Un produit polyvalent

« Nous avons récolté beaucoup d’informations, et nous sommes arrivés à un moment où il faut faire une démonstration de notre produit, donner une forme à notre vision », précise Paul Hérent. C’est pourquoi les cofondateurs ont proposé leur modèle lors du congrès français annuel de radiologie le 13 octobre 2023. Le radiologue continue : « Cela nous permet de prouver qu’avec notre modèle nous pouvons faire beaucoup de choses différentes et polyvalentes ». Raidium a ainsi un partenariat avec les hôpitaux parisiens pour s’attaquer aux maladies du foie comme l’hypertension portale (complication majeure de la cirrhose) ou la Nash (stéatohépatite non alcoolique aussi appelée « maladie du foie gras »), qui sont mal diagnostiquées et donc mal soignées.

Le produit développé par la start-up serait également utile dans les cas de cancers. Quand la maladie se répand à plusieurs organes, les analyses sont compliquées, car il faut examiner l’évolution de plusieurs différents types de tumeurs (propres à ses différents organes notamment) et aujourd’hui les IA ne savent pas le faire. « Nous voulons montrer que la nôtre en est capable, commente Paul Hérent. Nous voulons faire un modèle non supervisé pour des cas d’usage non pourvus : réaliser des biopsies virtuelles pour la Nash, prédire de façon non invasive des marqueurs invasifs, mieux évaluer le volume tumoral dans les essais cliniques… Nous souhaitons un outil pour rendre la mesure plus fiable et, par conséquent, rendre la recherche et la pratique clinique plus efficaces. »

Des partenariats variés

Pour compléter ses bases de données gigantesques, Raidium se devait de collaborer avec des hôpitaux. Elle est notamment partenaire du centre d’imagerie du Nord, à Saint-Denis (Seine-Saint-Denis). Mais elle est aussi incubée par Paris Biotech santé de l’hôpital Cochin, à Paris et à CentraleSupélec, avec le programme 21st. « Nous sommes particulièrement contents de ces deux incubations qui se complètent très bien et nous aident à avoir une expertise à la fois en médecine et en mathématiques », se réjouit Paul Hérent. La start-up bénéficie également d’une subvention de la BPI (Bourse French Tech Emergence).
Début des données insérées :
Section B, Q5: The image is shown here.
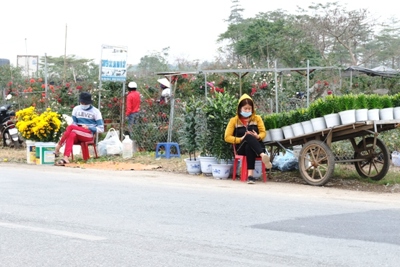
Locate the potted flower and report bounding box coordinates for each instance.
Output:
[16,107,67,164]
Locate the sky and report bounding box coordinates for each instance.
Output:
[0,0,400,65]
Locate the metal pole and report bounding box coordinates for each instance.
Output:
[63,24,67,84]
[204,73,207,100]
[307,59,310,107]
[239,73,242,96]
[44,53,49,101]
[119,80,126,139]
[274,60,279,113]
[349,70,353,92]
[167,76,177,143]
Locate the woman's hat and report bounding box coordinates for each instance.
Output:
[157,78,171,88]
[79,92,93,105]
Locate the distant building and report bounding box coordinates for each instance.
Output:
[0,58,10,66]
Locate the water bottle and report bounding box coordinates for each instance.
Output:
[122,135,133,159]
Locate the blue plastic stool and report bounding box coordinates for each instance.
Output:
[156,143,181,159]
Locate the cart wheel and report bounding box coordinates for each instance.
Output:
[354,137,390,181]
[299,140,335,185]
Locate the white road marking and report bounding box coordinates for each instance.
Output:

En juin 2023, la start-up a lancé sa première levée de fonds, dont le montant reste secret. Divers business angels, ainsi qu’un fonds orienté biotech, y ont contribué afin de financer la recherche. « Grâce à ce premier tour de table, nous avons recruté notre première équipe de recherche et développement. Nous sommes désormais sept dans l’entreprise, dont six ingénieurs en machine learning qui auront pour objectif de construire le prototype de modèle de fondation. Les profils sont très pluridisciplinaires et viennent tous de grandes écoles », complète Pierre Manceron. D’ici la fin de l’année 2023 ou début 2024, les cofondateurs lanceront une nouvelle levée de fonds afin de rendre leur prototype plus précis. Ils souhaitent également ouvrir un projet de recherche avec des partenaires académiques (APHP notamment) dans le cadre d’une thèse Cifre.

Pierre Manceron résume ainsi les prochains objectifs de la start-up : « Nous recherchons des partenariats avec des industriels dans le domaine pharmaceutique, en plus de celui que nous avons déjà, afin de générer un premier prototype en phase avec notre vision. Nous voulons également créer une usine à biomarqueurs et aborder des cas d’usages cantonnés à quelques spécialistes. Le but est de démocratiser l’expertise en radiologie ».